As shown, the protocol described above can be used to distinguish between ASD patients and a control group using specific EEG parameters. As described above, the technique is based on different electrical activity in the brain. Brain maps showing the different electrical activity between the ASD patients and the control group are shown in Figures 5-7. These brain maps show significantly different values of wavelet power, wavelet phase coherence and wavelet coherence for the ASD group and the control group, for the different spectral bands used. Figure 8 shows a block diagram depicting a system in accordance with an embodiment of the invention. The system 35 comprises an EEG system 35 which could be an EEG device, for example a continuous EEG system such as a Nicolet cEEG (Viasys Healthcare). The EEG system 35 is used to obtain EEG signal data from a subject of interest, for example, a patient to be tested for ASD. There is further included a processor 37, which is used to process EEG signal data received from the EEG system 35. Processing of the EEG signal data by the processor 37 results in at least one EEG parameter being derived. The processor 37, in this example, takes the EEG signal data and performs a wavelet transform on the data to obtain processed EEG signal data. In this example, this processed signal data is then further processed by way of wavelet power, wavelet coherence and wavelet phase coherence equations (as outlined above) to produce EEG parameters (wavelet power, wavelet coherence and wavelet phase coherence). The processor 37 further analyses the EEG parameters by comparing a parameter value to a control parameter value. This processing allows determination as to whether the subject from which the EEG data is derived has an ASD. The result of the processing is displayed to a user of the system via display 39.

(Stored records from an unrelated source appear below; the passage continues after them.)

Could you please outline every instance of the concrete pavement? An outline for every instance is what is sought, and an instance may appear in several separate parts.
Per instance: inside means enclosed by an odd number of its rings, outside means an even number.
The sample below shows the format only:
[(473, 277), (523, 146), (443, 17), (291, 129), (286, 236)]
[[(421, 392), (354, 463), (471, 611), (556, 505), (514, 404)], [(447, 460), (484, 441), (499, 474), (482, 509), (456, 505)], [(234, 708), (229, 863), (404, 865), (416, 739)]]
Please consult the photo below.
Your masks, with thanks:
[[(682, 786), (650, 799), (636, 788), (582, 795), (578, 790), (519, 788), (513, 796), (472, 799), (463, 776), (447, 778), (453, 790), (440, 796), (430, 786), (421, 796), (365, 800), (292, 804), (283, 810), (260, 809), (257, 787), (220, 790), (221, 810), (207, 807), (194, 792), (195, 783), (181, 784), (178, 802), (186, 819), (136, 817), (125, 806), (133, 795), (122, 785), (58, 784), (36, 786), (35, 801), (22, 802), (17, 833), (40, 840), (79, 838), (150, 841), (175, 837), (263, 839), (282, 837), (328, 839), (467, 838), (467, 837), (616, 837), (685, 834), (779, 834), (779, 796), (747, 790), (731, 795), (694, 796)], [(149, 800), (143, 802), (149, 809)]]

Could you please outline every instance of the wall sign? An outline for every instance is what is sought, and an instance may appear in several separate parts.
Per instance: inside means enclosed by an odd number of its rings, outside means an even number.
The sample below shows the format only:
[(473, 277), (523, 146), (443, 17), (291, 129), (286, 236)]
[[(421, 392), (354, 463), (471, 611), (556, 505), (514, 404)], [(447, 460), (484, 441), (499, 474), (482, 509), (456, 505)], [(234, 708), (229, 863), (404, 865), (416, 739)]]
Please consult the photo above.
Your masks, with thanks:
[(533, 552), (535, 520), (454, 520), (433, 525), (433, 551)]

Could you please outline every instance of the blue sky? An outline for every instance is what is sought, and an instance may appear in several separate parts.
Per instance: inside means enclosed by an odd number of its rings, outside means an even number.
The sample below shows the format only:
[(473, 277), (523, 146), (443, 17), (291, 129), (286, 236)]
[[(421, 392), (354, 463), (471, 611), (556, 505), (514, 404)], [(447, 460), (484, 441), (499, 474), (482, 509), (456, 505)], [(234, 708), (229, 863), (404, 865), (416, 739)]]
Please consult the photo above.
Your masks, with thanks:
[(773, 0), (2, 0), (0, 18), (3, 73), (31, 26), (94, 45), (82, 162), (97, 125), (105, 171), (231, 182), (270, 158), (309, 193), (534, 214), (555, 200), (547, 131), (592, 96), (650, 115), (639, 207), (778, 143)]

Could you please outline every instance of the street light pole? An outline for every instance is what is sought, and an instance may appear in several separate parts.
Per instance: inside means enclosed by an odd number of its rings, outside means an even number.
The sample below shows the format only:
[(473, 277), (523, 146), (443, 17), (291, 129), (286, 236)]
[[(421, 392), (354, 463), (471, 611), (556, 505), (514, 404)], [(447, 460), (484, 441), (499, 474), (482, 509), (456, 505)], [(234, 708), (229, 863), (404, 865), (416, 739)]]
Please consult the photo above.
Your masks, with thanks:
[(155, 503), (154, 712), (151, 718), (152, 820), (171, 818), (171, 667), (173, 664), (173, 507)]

Although the system 33 is shown as being formed from separate components 35, 37 and 39, it will be appreciated by the skilled person that the processor 37 and the display 39 could be integrated in a single device, for example a computer. Similarly, the EEG system 35 could be an integral part of a single device which also includes the processor 37 and display 39.

It will be appreciated that numerous modifications to the above described method may be made without departing from the scope of the invention as defined in the appended claims. For example, although in the example shown above the invention is described in relation to combinations of particular EEG parameters for particular spectral bands and particular EEG probes, it will be appreciated that other combinations of EEG parameters could be utilised. For example, various combinations of wavelet power, wavelet phase coherence and wavelet coherence could be utilised for spectral bands and EEG probes other than those described in the example given above.